Date: 2009-11-15 03:41 pm (UTC)
From: [identity profile] sherriola.livejournal.com
I really enjoyed reading this. i've dreamed since age 13 of going to Paris. your way of traveling, with your old guide book, made me smile. I think that's how I'd want to go too!

Date: 2009-11-15 05:57 pm (UTC)
From: [identity profile] java-fiend.livejournal.com
Wonderful, wonderful descriptions. It always amazes me when people sometimes *aren't* moved by pieces of art. Nicely done.

Date: 2009-11-17 02:19 am (UTC)
From: [identity profile] imafarmgirl.livejournal.com
What a great entry. It must be amazing to be an artist like the great ones that can cause someone to stop and hold ones breath.

Date: 2009-11-17 04:25 pm (UTC)
From: [identity profile] walkertxkitty.livejournal.com
We took a weekend jaunt to Paris when my Pa was stationed in West Germany. I remember the Louvre quite well, as I was very much into the Greek and Roman architecture and statuary. They were just starting to reconstruct some of it and you could see into the galleries where they were working.

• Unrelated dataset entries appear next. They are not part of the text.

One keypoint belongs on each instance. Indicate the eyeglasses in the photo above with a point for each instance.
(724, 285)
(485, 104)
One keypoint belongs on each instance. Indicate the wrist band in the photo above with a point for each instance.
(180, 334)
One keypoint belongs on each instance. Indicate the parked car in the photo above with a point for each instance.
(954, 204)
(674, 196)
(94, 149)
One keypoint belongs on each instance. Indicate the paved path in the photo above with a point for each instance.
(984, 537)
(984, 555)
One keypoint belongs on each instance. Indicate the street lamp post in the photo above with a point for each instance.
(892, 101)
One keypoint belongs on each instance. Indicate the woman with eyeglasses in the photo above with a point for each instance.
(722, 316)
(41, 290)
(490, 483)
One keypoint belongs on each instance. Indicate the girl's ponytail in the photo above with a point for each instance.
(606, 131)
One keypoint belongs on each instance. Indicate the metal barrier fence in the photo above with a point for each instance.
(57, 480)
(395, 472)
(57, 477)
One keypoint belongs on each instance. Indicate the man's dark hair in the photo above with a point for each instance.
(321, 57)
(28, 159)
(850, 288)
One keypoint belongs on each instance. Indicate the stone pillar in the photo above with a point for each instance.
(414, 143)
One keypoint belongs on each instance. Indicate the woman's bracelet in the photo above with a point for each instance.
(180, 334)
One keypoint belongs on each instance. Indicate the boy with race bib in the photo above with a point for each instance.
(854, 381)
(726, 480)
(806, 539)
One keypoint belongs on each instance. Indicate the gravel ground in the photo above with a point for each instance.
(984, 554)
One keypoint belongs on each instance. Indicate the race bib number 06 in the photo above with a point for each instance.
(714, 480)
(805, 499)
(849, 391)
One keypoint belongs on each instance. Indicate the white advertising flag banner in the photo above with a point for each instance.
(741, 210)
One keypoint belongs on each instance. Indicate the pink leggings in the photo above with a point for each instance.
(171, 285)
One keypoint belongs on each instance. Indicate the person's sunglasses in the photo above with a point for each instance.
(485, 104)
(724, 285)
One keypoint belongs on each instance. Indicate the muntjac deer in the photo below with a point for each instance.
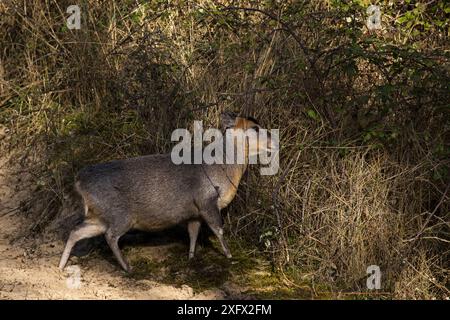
(152, 193)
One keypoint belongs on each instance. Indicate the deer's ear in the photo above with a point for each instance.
(228, 120)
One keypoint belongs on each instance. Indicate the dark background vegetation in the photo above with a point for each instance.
(363, 118)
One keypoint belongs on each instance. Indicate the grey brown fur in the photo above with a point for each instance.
(151, 193)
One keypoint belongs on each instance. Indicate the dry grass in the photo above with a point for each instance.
(358, 185)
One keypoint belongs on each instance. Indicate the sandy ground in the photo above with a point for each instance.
(28, 268)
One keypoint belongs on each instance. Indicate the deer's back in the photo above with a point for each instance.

My sister, who is mentally retarded, touched the Venus de Milo.

I also remember seeing the Mona Lisa. You weren't supposed to photograph it, but a bunch of university students stood around it and distracted the guards so that my mother could do so.

We went a lot of places which weren't standard tourist fare, including a smaller older cathedral, the Sacred Heart. I still have the photographs of the spectacular stained glass.

We rode the canals. It's a pleasant, mysterious, beautiful place to wander.

Thanks for reawakening those memories.